Celestina zweifelt nicht: man wird Shirley wegschicken und niemand wird versuchen, sie zu halten. Aber sie würde sich schon weiterhelfen können, sie ist jung und kann arbeiten. Shirley steht an die Wand gelehnt und spricht wieder mit Fritz. Ihre Blicke wandern unruhig umher. Wieder kommen neue Nachrichten aus dem Ballsaal. Man hätte die Forderungen der Kellner bewilligt. „Nun, freust du dich nicht, dass alles in Fluss kommt? Siehst du, wenn wir zusammenhalten und nur wollen, haben wir auch die Macht."

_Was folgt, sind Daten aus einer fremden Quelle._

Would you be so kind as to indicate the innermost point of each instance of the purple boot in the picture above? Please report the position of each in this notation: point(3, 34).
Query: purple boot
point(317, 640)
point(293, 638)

„Ich habe gehört, dass wir dumm sind. Ist es wahr, dass man vor unserer Nase Kriege vorbereitet und wir nichts davon merken?"
„Ich ahnte nicht, dass du soviel weißt. Hast du dich schon mit allen diesen Fragen beschäftigt?" „Ich weiß, dass man viel Geld haben muss, wenn man nicht will, dass einem Böses geschieht." „Du hast merkwürdige Gedanken."

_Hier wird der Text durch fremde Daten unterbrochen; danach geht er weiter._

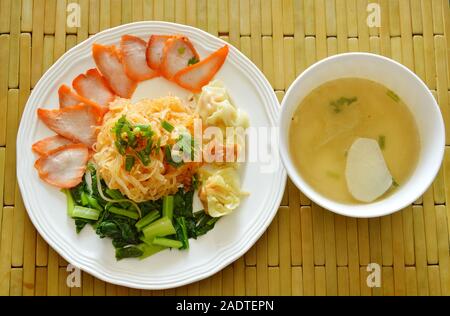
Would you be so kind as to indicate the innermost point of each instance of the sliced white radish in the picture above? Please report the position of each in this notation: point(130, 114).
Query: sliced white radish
point(76, 123)
point(366, 172)
point(133, 51)
point(63, 167)
point(94, 87)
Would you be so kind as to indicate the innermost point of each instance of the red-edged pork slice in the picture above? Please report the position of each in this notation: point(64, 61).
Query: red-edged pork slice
point(110, 66)
point(155, 49)
point(178, 54)
point(44, 146)
point(94, 87)
point(196, 76)
point(63, 167)
point(67, 97)
point(133, 51)
point(76, 123)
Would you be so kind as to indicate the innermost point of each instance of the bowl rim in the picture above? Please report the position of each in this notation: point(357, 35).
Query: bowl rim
point(348, 209)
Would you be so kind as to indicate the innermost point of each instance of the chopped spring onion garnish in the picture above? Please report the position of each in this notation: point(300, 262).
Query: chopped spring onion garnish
point(100, 192)
point(167, 126)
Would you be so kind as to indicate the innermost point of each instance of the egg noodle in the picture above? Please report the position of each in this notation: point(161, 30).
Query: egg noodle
point(158, 178)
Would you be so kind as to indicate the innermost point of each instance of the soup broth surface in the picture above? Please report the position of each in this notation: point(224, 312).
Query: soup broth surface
point(333, 116)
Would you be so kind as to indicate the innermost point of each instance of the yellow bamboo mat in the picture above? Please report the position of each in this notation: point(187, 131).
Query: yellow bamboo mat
point(306, 250)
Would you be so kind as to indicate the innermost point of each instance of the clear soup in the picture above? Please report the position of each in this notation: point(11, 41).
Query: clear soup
point(333, 116)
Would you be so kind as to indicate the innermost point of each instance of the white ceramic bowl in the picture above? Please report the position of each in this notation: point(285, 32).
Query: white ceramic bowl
point(409, 88)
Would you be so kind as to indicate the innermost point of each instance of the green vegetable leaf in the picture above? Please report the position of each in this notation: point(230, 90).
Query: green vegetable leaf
point(128, 252)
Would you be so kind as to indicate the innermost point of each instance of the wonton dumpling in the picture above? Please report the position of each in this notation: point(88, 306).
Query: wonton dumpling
point(220, 191)
point(216, 109)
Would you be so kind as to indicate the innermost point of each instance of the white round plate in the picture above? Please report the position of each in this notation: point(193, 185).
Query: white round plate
point(233, 234)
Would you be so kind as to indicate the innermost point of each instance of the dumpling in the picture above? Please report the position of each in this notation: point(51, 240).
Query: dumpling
point(216, 109)
point(220, 192)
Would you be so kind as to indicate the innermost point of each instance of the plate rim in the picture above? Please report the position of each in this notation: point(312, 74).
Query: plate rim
point(88, 264)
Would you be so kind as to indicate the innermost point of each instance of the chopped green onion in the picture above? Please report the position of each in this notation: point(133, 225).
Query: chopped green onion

„Ich habe da einiges gehört von jemandem, der sich als besonders klug aufgespielt hat, — aber er ist auch sicher klug, klüger als ich oder du."
„So, du bist ja sehr nett. Ich möchte ihn sehen, den du für so viel klüger hältst als mich."
„Vielleicht hast du ihn sogar gesehen. Siehst du, er hat auch nichts und lebt doch gut, genau so, als ob er reich wäre." „Und das hältst du für so besonders klug?" „Natürlich, wir müssen schwer arbeiten und haben doch nichts."
„Aber weißt du denn nicht, dass, wenn wir nur wollen, wir viel mächtiger und viel reicher werden können als der mächtigste, reichste Millionär? Dann könnte alles uns gehören, alles was wir sehen, alles was uns umgibt. Alles!" „Das glaub' ich nicht. Das ist ja gar nicht möglich." „Freilich würde uns das alles nicht in den Schoß fallen. Wir müssten dafür kämpfen, arbeiten, lernen." „Aber wie?"
„Ich werde dir die Bibliothek zeigen. Wir gehen zusammen hin. Du wirst sehen, wie viele Bücher es dort gibt. Liest du manchmal?"
„Nur Sachen, über die man lachen kann. Aber vielleicht ist auch anderes interessant. Wenn du es mir gut erklären kannst..."
„Wills du immer noch nicht ins Freie?" „Nein, ich muss noch warten."